新聞のよいところは自分が興味をもって探しに行かなくても向こうから勝手に情報がやってくるということかもしれない。
昨日の朝日新聞の増刷にスノーピークの山井さんが出ていた。独自の製品で、ゆっくりとアウトドアのブランドを築いた人だ。燕三条という日本の加工技術の先端地で現在も開発的な製品をリリースしている。
自分が使っているのは鍛造のペグ。激しく重いのが難点だが地面を選ばない。鍛鉄というのは適度な粘性があってなおかつ十分に堅牢なのだ。河原でのタープ設営にどれほど役に立ったか。モンベルの辰野勇もそうなのだが、製品についての透徹した考え方に惹かれる。ブランドとはそういうものを指すのだろう。有名ブランドといわれた瞬間、その価値がねじ曲がって、有名であることに価値を置くようになる。

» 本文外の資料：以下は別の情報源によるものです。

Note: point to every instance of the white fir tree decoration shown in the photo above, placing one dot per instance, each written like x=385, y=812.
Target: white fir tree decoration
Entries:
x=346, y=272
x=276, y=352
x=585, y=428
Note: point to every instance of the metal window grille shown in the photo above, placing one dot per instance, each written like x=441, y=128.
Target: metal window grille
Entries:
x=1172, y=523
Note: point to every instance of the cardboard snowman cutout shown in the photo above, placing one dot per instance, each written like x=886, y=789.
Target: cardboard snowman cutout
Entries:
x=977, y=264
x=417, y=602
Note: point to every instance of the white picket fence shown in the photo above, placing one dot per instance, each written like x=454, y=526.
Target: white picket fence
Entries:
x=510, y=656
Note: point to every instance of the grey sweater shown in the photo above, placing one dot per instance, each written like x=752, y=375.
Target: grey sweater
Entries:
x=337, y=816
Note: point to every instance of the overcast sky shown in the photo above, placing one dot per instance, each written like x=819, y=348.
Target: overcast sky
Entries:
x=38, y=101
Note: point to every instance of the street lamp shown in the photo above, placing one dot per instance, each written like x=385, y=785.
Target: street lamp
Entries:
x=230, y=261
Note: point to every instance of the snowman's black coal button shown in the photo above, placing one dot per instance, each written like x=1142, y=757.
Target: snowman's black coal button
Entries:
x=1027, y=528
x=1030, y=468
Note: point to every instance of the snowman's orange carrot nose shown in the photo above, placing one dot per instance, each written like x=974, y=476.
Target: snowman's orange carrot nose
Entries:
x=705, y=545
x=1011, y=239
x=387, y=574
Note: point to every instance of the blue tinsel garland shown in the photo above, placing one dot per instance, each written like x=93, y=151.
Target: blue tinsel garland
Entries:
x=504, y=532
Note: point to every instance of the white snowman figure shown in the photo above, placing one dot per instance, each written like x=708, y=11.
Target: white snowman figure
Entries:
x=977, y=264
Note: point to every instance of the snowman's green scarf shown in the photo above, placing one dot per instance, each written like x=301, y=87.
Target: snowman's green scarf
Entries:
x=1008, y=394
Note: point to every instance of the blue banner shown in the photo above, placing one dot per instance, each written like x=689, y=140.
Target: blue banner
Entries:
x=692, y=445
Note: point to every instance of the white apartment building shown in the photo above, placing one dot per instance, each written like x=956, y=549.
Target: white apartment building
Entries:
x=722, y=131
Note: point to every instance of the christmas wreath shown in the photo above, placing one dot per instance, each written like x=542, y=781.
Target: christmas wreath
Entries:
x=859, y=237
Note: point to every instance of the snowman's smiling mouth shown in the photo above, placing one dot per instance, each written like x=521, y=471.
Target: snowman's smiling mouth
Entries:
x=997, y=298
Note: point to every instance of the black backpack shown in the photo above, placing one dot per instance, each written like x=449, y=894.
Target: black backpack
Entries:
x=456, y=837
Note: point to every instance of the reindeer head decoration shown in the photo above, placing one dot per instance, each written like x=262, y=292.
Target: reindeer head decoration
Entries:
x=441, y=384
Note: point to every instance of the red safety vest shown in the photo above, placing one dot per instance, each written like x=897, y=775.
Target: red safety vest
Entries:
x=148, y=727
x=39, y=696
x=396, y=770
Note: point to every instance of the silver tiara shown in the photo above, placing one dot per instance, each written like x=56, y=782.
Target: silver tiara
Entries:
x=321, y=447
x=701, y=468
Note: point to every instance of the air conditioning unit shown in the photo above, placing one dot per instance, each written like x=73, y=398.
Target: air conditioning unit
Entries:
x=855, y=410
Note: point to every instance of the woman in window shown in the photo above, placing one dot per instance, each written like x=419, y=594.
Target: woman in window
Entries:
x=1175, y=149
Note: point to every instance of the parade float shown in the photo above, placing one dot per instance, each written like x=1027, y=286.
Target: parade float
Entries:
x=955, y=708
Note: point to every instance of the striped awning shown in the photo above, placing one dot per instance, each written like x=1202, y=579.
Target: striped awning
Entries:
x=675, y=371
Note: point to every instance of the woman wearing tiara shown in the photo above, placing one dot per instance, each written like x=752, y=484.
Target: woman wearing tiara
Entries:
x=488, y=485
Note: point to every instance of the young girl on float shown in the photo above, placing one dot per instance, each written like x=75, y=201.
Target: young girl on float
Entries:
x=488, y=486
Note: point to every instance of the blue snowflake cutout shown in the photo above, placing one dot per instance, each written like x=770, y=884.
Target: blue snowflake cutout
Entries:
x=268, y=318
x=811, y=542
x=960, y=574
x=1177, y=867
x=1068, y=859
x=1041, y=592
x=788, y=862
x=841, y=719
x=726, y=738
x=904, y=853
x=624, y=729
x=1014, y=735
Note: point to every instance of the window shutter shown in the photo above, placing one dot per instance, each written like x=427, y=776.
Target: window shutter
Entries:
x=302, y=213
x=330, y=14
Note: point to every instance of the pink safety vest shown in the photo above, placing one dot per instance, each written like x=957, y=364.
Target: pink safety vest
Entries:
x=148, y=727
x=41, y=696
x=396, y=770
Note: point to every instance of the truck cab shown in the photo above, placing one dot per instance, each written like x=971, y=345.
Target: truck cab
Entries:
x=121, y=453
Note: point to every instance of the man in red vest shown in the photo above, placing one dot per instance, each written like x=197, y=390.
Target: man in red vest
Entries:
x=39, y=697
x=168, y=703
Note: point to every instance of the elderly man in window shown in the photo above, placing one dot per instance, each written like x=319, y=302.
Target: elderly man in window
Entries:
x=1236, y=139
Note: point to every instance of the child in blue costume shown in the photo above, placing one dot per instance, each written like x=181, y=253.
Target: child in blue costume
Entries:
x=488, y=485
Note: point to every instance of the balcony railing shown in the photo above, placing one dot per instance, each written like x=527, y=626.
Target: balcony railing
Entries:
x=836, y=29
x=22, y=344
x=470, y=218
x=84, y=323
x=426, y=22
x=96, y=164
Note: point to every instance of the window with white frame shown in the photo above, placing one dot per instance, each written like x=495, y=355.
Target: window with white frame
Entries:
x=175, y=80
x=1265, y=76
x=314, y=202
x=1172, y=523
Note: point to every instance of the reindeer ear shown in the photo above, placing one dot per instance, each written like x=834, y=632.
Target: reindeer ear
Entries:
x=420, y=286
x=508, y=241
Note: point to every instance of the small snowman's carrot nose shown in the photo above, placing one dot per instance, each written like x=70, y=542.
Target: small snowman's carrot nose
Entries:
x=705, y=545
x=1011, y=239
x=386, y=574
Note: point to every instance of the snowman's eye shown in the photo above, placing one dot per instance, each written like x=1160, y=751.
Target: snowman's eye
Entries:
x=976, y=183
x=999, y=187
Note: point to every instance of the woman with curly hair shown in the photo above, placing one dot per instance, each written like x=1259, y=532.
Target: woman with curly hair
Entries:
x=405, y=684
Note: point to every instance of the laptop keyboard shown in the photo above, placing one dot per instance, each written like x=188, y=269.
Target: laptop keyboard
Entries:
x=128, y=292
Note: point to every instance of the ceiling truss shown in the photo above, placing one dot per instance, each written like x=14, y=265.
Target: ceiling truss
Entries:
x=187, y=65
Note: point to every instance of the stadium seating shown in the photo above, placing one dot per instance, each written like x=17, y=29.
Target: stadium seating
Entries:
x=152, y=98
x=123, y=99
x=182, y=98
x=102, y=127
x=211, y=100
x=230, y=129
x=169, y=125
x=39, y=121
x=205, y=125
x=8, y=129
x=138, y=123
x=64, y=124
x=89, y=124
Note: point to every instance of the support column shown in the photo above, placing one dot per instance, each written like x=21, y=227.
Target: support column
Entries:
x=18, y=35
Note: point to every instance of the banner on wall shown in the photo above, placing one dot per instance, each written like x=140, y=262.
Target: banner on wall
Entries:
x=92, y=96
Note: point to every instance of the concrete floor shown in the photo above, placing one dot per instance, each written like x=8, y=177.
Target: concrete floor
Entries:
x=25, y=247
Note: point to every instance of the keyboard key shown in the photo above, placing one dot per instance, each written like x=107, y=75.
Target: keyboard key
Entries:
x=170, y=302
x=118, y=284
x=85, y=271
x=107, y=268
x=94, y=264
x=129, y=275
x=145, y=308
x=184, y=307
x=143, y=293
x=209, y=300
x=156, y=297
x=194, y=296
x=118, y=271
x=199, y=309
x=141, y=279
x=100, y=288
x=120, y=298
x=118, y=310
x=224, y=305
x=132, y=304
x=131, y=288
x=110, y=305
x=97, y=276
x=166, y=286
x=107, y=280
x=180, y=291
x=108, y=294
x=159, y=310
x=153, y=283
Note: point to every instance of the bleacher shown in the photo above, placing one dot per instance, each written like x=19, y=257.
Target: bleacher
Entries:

以前に、建築の記事を見ていて、建築とは建築技術ではなくコンセプトなんだと設計士が書いていた。どういうすまいを作るのか。それがなければ建築にならないという。今気づいたことではないのだが、コンセプトという言葉に引っかかった。
建築やものづくりのような創造性の高い仕事の基礎は、才能もあるのだろうけれど、教育なのだろうと思う。それをふまえると、教育ではコンセプトを作ることをやっているのだろうか。子供たちの作品のひとつひとつにコンセプトがあるはずなのだが、それがよく見えない場合が多い。どう描くか、どう作るか、そのことで何を表現して、どんな作品になって現れるのか、そうしたところがよく見えない。こうやってこうすると言われて、それをよく表現しましたという作品が、まったく少なくない。
考え方の中心にあるもの、コンセプトでも、思想でも、意志でも何でもいいんだが、表そうとするもののの本体をじっくり問い詰めている時間が、残念ながら教育では萎んでしまったにだろう。わかりやすくあっさりとはっきりした答えを手っ取り早く提示することではなく、悩んでいることそのものをまるごと担保されるような、そういうものを僕は教育とか、学びと呼びたい。